MIT is a wonderfully diverse place, and students may observe a wide variety of religious holidays and practices. A partial list is available from the Registrar’s Office at https://registrar.mit.edu/calendar/religious-holidays.

Here we want to highlight one group of students who will especially benefit from the community’s awareness in Spring 2024: Muslim students who observe Ramadan. In this article, Muslim Chaplain Nada El-Alami shares some tips for supporting students during this holy month.

Ramadan

Every year, Muslims fast each day of Ramadan from dawn until dusk, for the duration of the month. This year, Ramadan is expected to begin in the evening on Sunday, March 10, 2024 and end on Tuesday, April 9, 2024. The Islamic Calendar follows a lunar cycle, and while these are the calculated expected dates of Ramadan, they can differ from place to place based on moon-sightings or lack thereof. Some Muslims strictly follow calculations, while others strictly follow moon-sightings, and some follow a combination of both. What Muslims choose to follow can depend on their religious convictions, where they have lived in the world, and what their families practice. The day after the end of Ramadan (Wednesday, April 10, 2024) is a religious holiday called Eid-al-Fitr.

For each day of Ramadan, fasting consists of abstaining from eating or drinking, including water, while the sun is out. Once the sun has set, Muslims eat dinner, a meal called “iftar” in Arabic. Iftar is generally a community-focused meal, where family members and friends come together for the blessed occasion. Afterwards, eating and drinking during the night is allowed until dawn of the next day.

During Ramadan, it is customary for Muslims to pray extra nightly prayers and participate in other religious practices throughout the day and night, when possible. They will often wake up for or stay up until “suhur”, a pre-dawn meal.

While Muslims are expected to meet their daily schedule obligations for school and work, some accommodations are needed to be able to be successful while fully engaged in the various aspects of Ramadan. Students may reach out to faculty to request religious accommodations during Ramadan. We encourage them to have this conversation before the month begins. Accommodations could include moving the time of an exam and/or allowing more time so they can schedule it around suhur, iftar, prayer, etc.

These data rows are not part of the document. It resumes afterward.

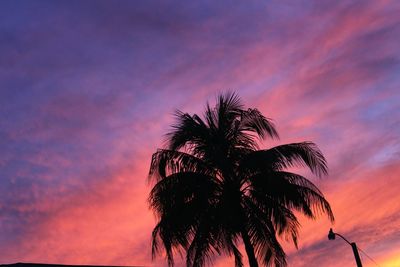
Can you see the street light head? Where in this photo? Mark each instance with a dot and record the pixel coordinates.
(331, 235)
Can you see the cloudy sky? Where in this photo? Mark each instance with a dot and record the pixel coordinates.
(87, 89)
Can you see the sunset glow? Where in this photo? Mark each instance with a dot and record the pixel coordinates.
(88, 89)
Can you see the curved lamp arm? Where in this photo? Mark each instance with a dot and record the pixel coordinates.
(332, 235)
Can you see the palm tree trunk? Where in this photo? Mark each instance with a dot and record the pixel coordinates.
(249, 249)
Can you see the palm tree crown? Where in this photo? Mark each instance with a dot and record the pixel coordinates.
(215, 188)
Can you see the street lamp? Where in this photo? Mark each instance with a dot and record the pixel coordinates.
(331, 236)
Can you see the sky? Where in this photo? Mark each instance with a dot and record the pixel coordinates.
(88, 89)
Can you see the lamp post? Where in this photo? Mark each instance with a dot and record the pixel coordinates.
(331, 236)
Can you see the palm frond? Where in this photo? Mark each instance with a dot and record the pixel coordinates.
(253, 121)
(305, 154)
(293, 191)
(165, 162)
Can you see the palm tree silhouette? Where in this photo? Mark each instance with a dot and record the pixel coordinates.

Some students may prefer to take an exam earlier in the day when they feel more energized, while others would rather take it at night.

We encourage groups and friends to have a conversation before Ramadan begins as well and talk about how Ramadan may change participation and energy levels. Consider changing events during the day to avoid food-centric events and high energy activities. Whenever possible, provide a quiet space and allow short breaks for prayer. While some students may want to preserve their energy during the fast, others may push themselves and increase their activity level. Each student is different in their ability to observe the fast and will make choices accordingly.

Students should also have accommodations on Eid-al-Fitr  (Wednesday, April 10, 2024). This is a time for celebration after a month long of fasting. Students should be excused from their regular schedules on that day, including taking any exams and attending class.

While students are responsible for requesting accommodations, you can put them at ease by noting that Ramadan is approaching and that you know it may affect all aspects of students’ schedules. Your support will allow them to fulfill the requirements of the class while being spiritually engaged in the rituals of the month.